A note about general concepts of high performance: both throughput and response time.

Background

The number of concurrent connections matters because better user experience requires long-lived connection to each user via web socket.

The Context Switching and Overheads blog

  • Pinned context switch: 1.2 to 1.5 microsecond
  • Unpinned context switch: 2.2 microsecond
  • Thread launch: 5 microsecond
  • Process launch: 22 microsecond
  • Go routine: 170ns

The default per-thread stack size on Linux is 8MB virtual memory and can be adjusted. One cpu with enough memory can run 10,000 threads.

This Linux async programming blog and io-uring revolutionizes Linux programming blog summarize the async features in Linux.

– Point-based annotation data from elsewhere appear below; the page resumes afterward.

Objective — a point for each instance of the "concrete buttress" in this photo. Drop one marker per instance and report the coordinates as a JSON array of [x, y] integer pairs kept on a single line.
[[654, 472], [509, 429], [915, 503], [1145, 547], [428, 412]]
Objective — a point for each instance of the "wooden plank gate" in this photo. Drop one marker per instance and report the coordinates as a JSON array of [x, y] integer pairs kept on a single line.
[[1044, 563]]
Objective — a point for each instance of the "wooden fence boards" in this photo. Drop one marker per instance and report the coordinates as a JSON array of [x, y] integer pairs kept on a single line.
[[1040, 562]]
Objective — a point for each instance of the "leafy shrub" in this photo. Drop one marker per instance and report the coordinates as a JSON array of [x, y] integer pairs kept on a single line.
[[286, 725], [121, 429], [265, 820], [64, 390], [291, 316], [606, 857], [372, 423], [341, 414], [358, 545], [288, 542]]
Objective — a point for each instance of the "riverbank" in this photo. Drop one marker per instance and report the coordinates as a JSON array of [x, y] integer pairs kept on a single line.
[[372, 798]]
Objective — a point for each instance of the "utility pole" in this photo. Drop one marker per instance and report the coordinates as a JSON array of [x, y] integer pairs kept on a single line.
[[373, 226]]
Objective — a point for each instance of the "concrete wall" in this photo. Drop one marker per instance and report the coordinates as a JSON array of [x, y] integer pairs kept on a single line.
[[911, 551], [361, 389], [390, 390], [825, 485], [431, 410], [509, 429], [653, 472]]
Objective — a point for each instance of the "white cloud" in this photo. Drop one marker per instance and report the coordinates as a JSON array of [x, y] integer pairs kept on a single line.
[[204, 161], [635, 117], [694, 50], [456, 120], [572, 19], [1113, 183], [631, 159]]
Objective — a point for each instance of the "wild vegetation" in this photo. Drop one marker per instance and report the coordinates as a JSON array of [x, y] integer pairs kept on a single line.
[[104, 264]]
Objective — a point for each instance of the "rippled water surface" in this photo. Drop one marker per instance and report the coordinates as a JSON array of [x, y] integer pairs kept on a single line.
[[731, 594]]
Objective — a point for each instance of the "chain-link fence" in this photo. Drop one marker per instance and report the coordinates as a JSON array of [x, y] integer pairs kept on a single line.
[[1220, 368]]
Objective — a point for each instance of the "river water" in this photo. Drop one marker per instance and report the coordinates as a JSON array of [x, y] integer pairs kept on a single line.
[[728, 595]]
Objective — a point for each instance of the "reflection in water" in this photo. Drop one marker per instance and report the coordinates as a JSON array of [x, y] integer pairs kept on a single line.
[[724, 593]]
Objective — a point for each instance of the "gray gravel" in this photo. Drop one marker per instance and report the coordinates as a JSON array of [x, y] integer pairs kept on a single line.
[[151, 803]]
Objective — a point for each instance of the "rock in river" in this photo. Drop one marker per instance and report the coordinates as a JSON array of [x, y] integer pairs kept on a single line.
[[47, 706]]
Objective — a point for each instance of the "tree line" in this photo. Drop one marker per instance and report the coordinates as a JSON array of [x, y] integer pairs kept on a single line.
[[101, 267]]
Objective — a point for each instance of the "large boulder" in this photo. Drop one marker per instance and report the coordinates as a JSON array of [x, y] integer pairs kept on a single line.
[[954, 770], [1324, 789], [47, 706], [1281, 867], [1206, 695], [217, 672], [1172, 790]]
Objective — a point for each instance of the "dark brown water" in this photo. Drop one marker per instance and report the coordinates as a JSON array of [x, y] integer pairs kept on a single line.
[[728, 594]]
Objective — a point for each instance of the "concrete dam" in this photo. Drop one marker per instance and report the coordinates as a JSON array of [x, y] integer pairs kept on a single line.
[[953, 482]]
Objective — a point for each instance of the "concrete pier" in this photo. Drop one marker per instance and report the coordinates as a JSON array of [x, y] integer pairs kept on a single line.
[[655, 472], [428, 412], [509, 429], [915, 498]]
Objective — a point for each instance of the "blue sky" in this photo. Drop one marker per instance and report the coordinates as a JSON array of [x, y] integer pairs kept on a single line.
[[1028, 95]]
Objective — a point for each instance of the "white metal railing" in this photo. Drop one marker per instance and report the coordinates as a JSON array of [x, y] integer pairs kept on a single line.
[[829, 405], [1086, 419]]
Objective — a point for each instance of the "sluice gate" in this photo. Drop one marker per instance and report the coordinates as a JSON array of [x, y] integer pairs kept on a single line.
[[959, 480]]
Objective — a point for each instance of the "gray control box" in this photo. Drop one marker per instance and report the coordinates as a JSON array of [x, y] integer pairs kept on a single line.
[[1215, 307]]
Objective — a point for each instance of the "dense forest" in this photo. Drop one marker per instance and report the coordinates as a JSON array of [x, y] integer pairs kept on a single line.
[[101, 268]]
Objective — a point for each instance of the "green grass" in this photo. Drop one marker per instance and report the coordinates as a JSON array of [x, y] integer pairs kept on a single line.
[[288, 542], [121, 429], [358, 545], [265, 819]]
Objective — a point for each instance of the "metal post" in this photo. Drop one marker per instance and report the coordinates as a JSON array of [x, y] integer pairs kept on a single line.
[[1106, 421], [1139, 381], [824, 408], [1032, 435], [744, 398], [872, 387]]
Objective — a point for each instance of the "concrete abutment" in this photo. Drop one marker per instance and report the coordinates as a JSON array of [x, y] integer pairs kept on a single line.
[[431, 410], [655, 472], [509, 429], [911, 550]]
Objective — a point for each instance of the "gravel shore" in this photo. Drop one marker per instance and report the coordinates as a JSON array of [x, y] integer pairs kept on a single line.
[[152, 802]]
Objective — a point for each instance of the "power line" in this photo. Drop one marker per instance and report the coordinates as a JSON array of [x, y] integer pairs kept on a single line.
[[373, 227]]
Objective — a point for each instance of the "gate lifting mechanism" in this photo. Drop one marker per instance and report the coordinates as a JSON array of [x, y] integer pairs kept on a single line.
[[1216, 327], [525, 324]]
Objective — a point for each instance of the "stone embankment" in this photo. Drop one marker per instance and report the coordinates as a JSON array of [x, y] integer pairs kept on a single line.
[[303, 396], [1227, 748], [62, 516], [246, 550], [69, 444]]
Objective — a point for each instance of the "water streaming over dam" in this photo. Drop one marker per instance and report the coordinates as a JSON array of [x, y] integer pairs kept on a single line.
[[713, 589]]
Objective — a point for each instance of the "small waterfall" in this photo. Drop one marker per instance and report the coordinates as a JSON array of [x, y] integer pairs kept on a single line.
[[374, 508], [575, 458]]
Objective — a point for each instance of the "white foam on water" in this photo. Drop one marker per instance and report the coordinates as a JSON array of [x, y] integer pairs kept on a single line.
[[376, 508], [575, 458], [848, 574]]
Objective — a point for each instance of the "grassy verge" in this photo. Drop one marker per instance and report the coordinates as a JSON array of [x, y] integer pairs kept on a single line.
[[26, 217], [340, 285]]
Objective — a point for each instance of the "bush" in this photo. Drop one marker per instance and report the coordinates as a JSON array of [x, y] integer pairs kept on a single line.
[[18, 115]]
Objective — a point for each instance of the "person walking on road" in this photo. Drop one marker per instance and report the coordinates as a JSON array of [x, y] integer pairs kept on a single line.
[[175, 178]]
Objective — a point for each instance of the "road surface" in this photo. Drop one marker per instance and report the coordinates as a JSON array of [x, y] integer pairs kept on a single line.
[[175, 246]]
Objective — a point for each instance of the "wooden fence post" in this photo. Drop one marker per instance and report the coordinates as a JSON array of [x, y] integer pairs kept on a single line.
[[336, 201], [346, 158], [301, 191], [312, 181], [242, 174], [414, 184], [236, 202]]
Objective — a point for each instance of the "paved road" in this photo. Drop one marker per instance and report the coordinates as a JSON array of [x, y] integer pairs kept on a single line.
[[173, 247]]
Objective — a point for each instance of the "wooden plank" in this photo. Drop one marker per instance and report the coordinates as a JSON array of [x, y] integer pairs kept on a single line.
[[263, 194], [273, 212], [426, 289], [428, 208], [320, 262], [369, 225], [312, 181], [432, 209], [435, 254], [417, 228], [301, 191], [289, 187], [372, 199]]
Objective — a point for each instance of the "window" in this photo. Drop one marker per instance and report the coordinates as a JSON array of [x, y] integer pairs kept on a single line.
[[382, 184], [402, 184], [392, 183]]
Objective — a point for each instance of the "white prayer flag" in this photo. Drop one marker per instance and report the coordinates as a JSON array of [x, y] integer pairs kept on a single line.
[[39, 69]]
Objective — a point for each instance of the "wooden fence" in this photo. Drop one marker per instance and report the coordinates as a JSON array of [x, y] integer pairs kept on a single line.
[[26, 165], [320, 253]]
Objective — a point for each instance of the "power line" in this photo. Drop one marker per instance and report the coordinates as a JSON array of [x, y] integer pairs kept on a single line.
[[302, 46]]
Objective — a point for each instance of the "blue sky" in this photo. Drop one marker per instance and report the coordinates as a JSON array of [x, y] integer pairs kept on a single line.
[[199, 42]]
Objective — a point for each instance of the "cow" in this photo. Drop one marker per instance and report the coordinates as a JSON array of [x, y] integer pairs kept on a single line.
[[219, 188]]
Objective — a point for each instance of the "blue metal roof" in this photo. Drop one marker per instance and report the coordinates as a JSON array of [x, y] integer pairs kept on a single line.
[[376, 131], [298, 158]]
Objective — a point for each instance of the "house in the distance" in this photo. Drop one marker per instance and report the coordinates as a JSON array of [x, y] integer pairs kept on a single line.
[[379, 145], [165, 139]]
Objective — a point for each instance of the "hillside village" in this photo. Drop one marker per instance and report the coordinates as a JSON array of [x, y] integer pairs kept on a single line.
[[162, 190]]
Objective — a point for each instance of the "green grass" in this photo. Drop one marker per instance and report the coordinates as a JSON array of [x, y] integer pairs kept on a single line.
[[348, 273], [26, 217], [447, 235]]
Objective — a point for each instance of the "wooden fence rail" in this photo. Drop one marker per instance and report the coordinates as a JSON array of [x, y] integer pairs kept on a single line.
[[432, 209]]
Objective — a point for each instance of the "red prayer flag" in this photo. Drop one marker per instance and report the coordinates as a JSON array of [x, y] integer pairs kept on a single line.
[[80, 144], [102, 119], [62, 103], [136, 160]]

The Linux I/O evloved in the following phases:

  • blocking read, write. The calling threads sleep till an operation is completed.
  • non-blocking select, poll and epoll. But they only work for socket and pipe, not for files. Storage I/O are handled by a thread pool. Modern I/O devices have a latency of single-digit microsecond - the same order of magnitude of a context switch.
  • Recent AIO interface allows file IO. It works with un-cached file access. It is buggy.
  • io_uring in Linux 5.0 implements the async interface for all kinds of I/O. It uses poll-based, not interruption-based, for fast devices.

With io_uring an application becomes an event-loop that constantly add things to a shared buffer, deals with the previous entries that completed, rinse, repeat.